Fingiendo naturalidad, camináis hacia los guardias civiles con la cabeza gacha, como imbuidos en vuestros asuntos. Aguantáis la respiración cuando os cruzáis con ellos. No os acompaña la suerte.

-Alto, caballeros- Amelia frunce el ceño. Este es uno de esos momentos -como tantos, realmente- en que una mujer no es más que una posesión, un adorno-. No parecen ustedes de aquí, ¿qué hacen en Irún?

Irún. Guipuzcoa, el País Vasco. Al menos ya sabéis dónde estáis, ¿sería mucho pedir que los agentes os dijesen el día y el año?

-Vamos, Ramírez- dice el otro guardia civil, con un marcado acento extremeño-. Están caminando por la calle, no han hecho nada.

-Eso de que no han hecho nada que me lo demuestren- se muestra inflexible el otro-. ¿Qué hacen ustedes en Irún?
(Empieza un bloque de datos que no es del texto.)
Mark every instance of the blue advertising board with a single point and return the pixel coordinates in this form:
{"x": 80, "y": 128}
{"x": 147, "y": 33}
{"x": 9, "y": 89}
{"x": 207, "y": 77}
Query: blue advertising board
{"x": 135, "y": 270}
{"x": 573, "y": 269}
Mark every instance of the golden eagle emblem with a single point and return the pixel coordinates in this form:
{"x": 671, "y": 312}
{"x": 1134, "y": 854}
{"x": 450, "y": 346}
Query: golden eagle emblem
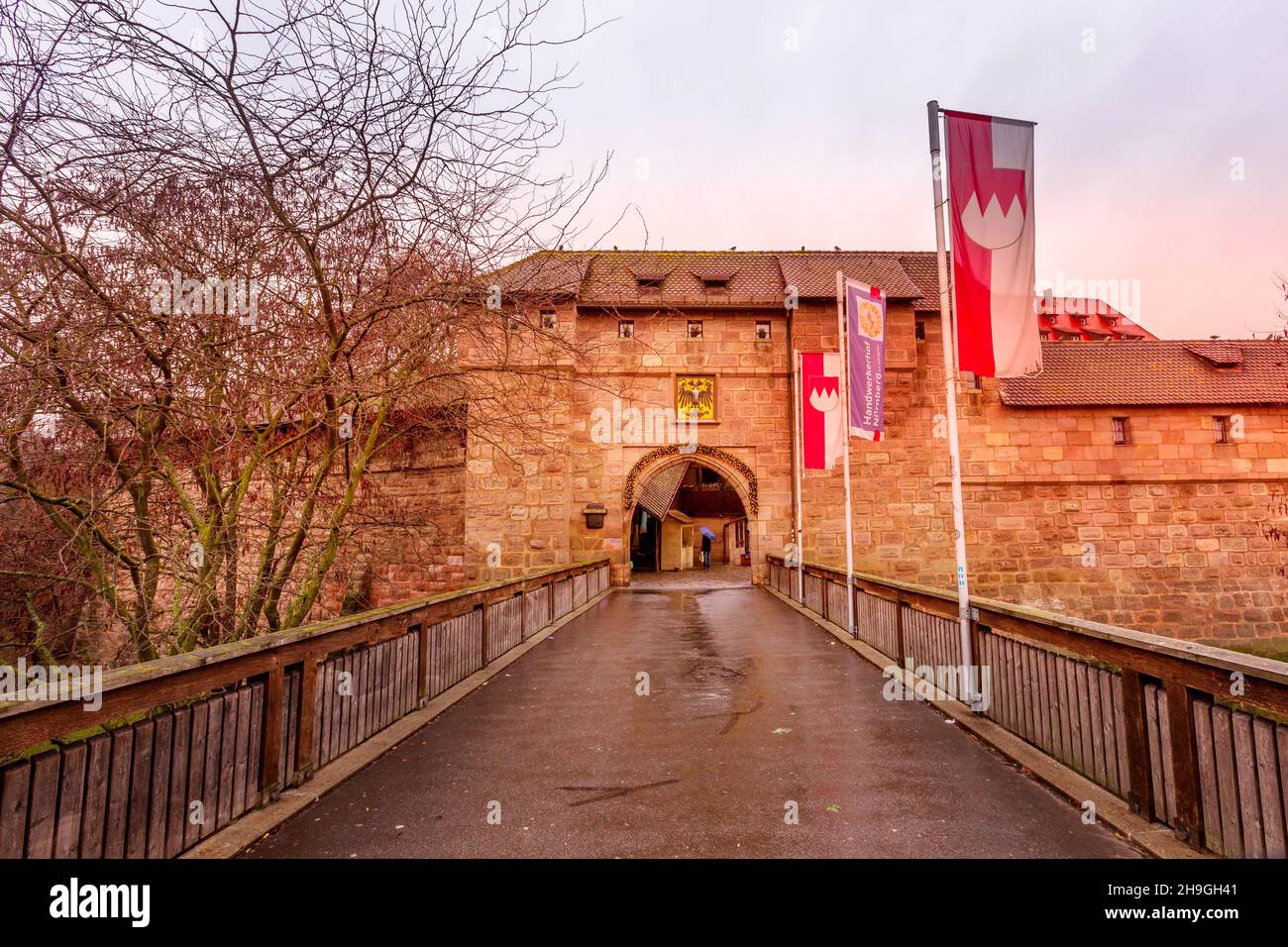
{"x": 696, "y": 397}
-Mi marido se dirige a Francia a comprar materiales para nuestro telar en Barcelona. Su secretario nos acompaña.

-Soy soldado y en la última guerra estuve destinado a esta villa. Deseaba mostrar a mis hermanos donde derramé sangre y perdí amigos.

-Soy sanitario y me han contratado en un hospital en una capital vasca. He aprovechado mi traslado para venir con mis primos a Irún a visitar a un pariente.